Financing a First Nations and Inuit Integrated Health System
- A Discussion
The Provincial Environment
The focus of this paper is First Nations and Inuit health systems,
but as these systems are influenced and dependent on provincial
systems outside of the community borders, a brief review of recent
changes to the provincial health systems is essential in order
to understand the factors which have been considered in the reforms
envisioned here.
Great strides have been made over the years in developing cures
and treatments for many of the illnesses which affect populations,
but biomedical advances have proven to be limited without equal
attention to two other areas integral to improving the health of
a nation -- population health, which addresses the broad determinants
of health including lifestyle and socio-economic conditions, and
the management, organization and delivery of health services, which
have an impact on accessibility to health services, efficiency
of resource utilization and the effectiveness of services provided.
It is the latter variable, that concerning the management, organization
and delivery of health services which is most directly linked to
health financing. This relationship is evident in the provincial
health systems, which now are the throes of changing their delivery
systems to more effectively and efficiently manage limited resources.

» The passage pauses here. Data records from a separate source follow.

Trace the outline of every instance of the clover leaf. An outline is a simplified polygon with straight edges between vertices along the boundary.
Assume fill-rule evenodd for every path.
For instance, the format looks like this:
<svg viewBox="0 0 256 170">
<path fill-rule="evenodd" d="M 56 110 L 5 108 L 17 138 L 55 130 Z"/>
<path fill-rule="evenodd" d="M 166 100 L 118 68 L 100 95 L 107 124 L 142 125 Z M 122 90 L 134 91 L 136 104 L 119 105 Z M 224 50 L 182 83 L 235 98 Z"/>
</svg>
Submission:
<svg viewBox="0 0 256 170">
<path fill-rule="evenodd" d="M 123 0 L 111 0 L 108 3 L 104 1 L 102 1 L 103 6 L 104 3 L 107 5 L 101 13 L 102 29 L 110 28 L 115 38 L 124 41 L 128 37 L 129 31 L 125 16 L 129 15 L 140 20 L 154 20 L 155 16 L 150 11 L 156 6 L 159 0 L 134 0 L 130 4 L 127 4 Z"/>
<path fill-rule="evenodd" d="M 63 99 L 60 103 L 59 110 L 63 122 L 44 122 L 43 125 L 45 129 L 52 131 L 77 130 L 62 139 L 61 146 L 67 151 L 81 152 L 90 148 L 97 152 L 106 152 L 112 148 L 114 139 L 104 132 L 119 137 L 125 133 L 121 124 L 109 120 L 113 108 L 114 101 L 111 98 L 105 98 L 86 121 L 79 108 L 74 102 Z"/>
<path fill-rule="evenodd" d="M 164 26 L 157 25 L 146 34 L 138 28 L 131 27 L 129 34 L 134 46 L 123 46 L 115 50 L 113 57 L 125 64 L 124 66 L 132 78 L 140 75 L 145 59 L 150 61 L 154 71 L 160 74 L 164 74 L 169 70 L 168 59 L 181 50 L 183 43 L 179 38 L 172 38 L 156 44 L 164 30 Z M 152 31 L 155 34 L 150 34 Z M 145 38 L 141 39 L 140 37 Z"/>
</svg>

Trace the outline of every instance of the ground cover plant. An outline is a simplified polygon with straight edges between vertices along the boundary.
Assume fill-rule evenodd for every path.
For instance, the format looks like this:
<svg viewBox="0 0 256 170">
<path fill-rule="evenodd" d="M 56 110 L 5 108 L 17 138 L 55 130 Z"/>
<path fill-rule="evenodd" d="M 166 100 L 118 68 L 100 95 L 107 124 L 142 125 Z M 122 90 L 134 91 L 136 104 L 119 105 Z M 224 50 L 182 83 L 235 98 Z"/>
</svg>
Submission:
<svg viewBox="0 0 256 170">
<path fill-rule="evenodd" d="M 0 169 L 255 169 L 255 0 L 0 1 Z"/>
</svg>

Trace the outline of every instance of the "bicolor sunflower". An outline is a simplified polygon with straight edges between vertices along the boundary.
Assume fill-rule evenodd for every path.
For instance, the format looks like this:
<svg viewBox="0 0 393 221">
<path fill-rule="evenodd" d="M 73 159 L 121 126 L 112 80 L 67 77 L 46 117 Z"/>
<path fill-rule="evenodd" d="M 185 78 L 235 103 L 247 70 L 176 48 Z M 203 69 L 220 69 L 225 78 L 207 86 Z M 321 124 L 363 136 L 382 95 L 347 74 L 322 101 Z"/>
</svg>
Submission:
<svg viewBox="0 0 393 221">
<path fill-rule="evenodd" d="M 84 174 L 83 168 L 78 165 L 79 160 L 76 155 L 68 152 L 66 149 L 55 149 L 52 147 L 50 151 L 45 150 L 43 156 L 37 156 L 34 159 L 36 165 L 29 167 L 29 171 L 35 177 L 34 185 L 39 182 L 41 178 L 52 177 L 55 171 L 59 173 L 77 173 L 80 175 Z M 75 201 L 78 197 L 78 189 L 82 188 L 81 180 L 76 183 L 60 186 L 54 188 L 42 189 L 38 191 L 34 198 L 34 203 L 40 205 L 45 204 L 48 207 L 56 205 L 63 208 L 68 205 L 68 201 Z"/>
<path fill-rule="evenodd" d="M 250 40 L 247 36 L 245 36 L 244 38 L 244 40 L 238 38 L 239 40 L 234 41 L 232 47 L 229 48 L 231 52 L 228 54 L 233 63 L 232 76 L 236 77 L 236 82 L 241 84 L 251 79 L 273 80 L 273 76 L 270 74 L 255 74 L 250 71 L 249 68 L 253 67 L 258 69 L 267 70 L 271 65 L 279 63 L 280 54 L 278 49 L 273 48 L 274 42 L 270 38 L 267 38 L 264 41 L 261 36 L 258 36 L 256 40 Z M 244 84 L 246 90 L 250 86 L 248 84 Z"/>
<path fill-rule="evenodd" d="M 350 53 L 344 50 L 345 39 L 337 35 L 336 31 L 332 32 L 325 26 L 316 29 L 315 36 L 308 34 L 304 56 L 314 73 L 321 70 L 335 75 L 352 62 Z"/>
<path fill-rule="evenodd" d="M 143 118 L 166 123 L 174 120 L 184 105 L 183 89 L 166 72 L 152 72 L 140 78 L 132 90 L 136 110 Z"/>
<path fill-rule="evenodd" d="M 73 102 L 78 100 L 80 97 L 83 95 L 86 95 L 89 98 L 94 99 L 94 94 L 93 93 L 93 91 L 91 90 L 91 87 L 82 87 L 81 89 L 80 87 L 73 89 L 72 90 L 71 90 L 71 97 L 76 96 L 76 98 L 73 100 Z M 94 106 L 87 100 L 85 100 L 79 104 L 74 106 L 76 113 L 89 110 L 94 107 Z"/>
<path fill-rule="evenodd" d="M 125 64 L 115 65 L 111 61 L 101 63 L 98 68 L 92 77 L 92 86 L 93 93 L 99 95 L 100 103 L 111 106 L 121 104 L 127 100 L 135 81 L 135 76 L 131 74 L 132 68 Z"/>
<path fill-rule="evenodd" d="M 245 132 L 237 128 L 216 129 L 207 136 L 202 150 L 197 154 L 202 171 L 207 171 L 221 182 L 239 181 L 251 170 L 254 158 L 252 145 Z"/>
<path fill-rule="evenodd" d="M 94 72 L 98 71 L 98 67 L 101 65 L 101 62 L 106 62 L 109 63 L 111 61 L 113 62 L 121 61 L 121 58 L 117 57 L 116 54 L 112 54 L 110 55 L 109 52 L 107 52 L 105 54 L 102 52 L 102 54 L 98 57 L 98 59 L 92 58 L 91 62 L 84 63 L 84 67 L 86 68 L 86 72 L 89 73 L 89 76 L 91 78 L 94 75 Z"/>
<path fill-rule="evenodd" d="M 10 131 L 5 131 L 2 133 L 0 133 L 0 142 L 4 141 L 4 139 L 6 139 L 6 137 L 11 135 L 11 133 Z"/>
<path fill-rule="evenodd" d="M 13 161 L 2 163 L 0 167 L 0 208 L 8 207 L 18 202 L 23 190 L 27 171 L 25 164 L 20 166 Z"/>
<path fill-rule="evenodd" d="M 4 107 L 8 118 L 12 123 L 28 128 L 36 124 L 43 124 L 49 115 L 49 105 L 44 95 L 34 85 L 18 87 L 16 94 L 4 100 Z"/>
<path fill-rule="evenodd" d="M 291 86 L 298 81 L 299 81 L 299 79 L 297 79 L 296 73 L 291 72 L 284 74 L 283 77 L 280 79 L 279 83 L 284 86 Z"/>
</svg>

Canadian health system reform was sparked by the escalating provincial
health costs in the 1980s, at a time when the federal government
was restraining the increases to health transfers to the provinces,
then more recently, actually reducing these transfer payments.
Provinces have responded to the decrease in federal contributions
in two fundamental ways.
- The first was to reorganize the care delivery system, both
for fiscal reasons and to improve the quality of care provided.
The goal of this reorganization was to integrate health services
and provide a continuum of care from primary through tertiary
to community-based services. In real terms, the mechanism of
this reform centered on reducing services in the area which demanded
41.7% of total resource expenditures in Canada in 1993 - the
hospital sector (Note 4: Canadian Healthcare Association. 1995. Health
Facts: Made in Canada. CHA Press:Ottawa.). Hospitals, primarily
those in acute care, are being or have been closed, 4 merged,
or reduced in numbers of inpatient beds. A new paradigm on health
care is being developed, one that has utilized new technologies
and procedures to reduce inpatient stay, which has re-evaluated
the roles of different health professionals in the system, but
which has also relied to an increasing extent on community based
services and informal caregivers to provide care previously assumed
by hospitals.
- The second provincial response was to fundamentally realign
the organization and management of the health system to bring
it closer to home, to devolve resource allocation to the community
level, and to place accountability and decision-making in the
community. This has been seen through regionalization initiatives
in nine of the ten provinces (all except Ontario). Regional or
district health councils have resource envelopes from which they
fund services according to health needs of the region, and have
the freedom to adjust the spectrum of services within the mandate
of the Canada Health Act and provincial health priorities. The
scope of services varies from province to province; for example
Prince Edward Island includes health, social and correctional
services in its regional envelope, whereas another province's
envelope may contain mainly health institution resources.
With First Nations and Inuit, despite the advances made by Health
Transfer in consolidating funds, the resourcing of health services
is fragmented into separate agreements and programs, and both federal
and provincial governments have responsibility for funding of health
services. The federal component of health services to First Nations
is funded through the Medical Services Branch (MSB) of Health Canada,
although the Department of Indian Affairs and Northern Development
(DIAND) funds health-related social services such as Child and
Family Services and Adult Services. MSB has been moving to integration
of health funding with the Health Transfer program, but even for
those communities which have undergone health transfer, nationally
administered programs including the non-insured health benefits
(NIHB) Program have remained outside of the transfer funding envelope.
Provincial involvement in First Nations and Inuit health is primarily
through provision of physician and hospital services, as required
under the Canada Health Act. A few provinces, such as
Ontario, provide additional Aboriginal or First Nations/Inuit health
programs. In the provinces where regional health authorities have
assumed responsibility for resource allocation of health services,
these authorities are charged with the provision of health services
to First Nation and Inuit persons residing within their jurisdiction.
If a regional authority's resource envelope includes hospital budgets,
the calculation of resources to these institutions includes those
persons living in First Nations or Inuit communities. To date,
physician services have not been included in regional funding envelopes,
however a number of provinces are now investigating alternate payment
systems for delivery of physician resources, such as capitation
using rostered or enrolled populations. Therefore the situation
may arise where regional health authorities will also be administering
primary care physician budgets, which will include resources targeted
to delivery of physician services to the First Nations or Inuit
population in the region.
Presently, federal and provincial cost containment and reduction
strategies for health care affecting First Nations and Iniut occur
in isolation from each other. For these communities, the implications
of these strategies are often more profound than for the general
population, as services are obtained from both jurisdictions, and
reductions in one jurisdiction may place added stress on the services
provided by the other. This issue will be discussed more thoroughly
in a subsequent section of this paper.